CS 440/ECE 448 Assignment 7

CS440/ECE448 Fall 2021

Assignment 7: Reinforcement Learning

Deadline: Wednesday, December 8th, 11:59PM

Snake
From Wikipedia

Snake is a famous video game originated in the 1976 arcade game Blockade. The player uses up, down, left and right to control the snake which grows in length (when it eats the food pellet), with the snake body and walls around the environment being the primary obstacle. In this assignment, you will train an AI agent using reinforcement learning to play a simple version of the game snake. You will implement a TD version of the Q-learning algorithm.

The external libraries required for this project are numpy and pygame. To play the game yourself and get acquainted with it, you can run

python mp7.py --human 

Viewing Snake as a Reinforcement Learning Problem

For us to program an AI that plays Snake by itself, we first need to understand how the game can be viewed from the lens of reinforcement learning (RL). Broadly, RL can be completely described as an agent acting in an environment.

The Environment


Our environment is the game board, visualized in the picture above. The green rectangle is the snake agent, and the red rectangle is the food pellet. The snake head is marked with a thicker border for easier recognition. In utils.py, We define some constants that control the pixel-wise sizes of everything:

In the above picture, we have set our game board to be 560x560, with size 40 walls, size 40 snake body, and food. Therefore, we can treat the valid operating space of the snake to be a 12x12 grid of blocks, surrounded by a wall on each side.

You are welcome to modify DISPLAY_SIZE and GRID_SIZE in utils.py for your own testing, but you must set the DISPLAY_SIZE to be a multiple of the GRID_SIZE.

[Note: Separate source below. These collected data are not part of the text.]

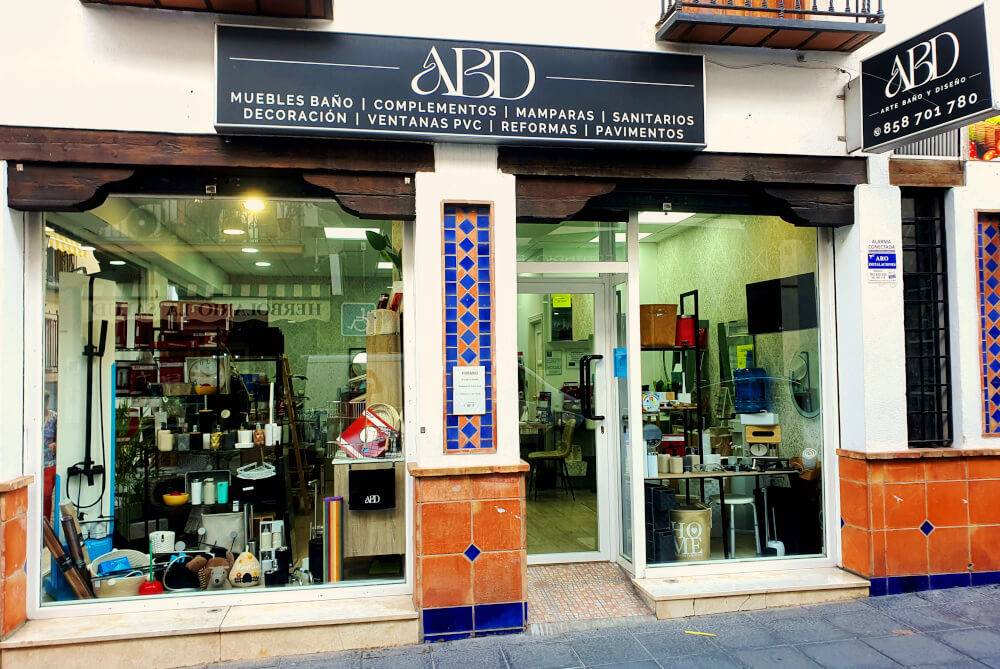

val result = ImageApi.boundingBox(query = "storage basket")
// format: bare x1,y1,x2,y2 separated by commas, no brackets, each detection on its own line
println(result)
671,504,713,561
89,549,150,599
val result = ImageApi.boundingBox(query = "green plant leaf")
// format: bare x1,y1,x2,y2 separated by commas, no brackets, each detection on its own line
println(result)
366,231,388,251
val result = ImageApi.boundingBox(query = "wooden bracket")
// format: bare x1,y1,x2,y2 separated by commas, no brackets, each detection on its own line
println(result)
302,172,416,220
516,177,617,221
7,163,135,211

Implementation Tips: when computing quantities such as collisions with walls, use the top left corner of each “grid block” for its overall position. Also, do not hard code sizes of things. Use the variables defined in utils.py.

The objective of the game is to move the snake around the grid to collect food pellets. Every time the snake/agent eats a food pellet, the points increase by 1 and the snake’s body grows one segment. When a food pellet is eaten, a new food pellet is generated randomly on the board.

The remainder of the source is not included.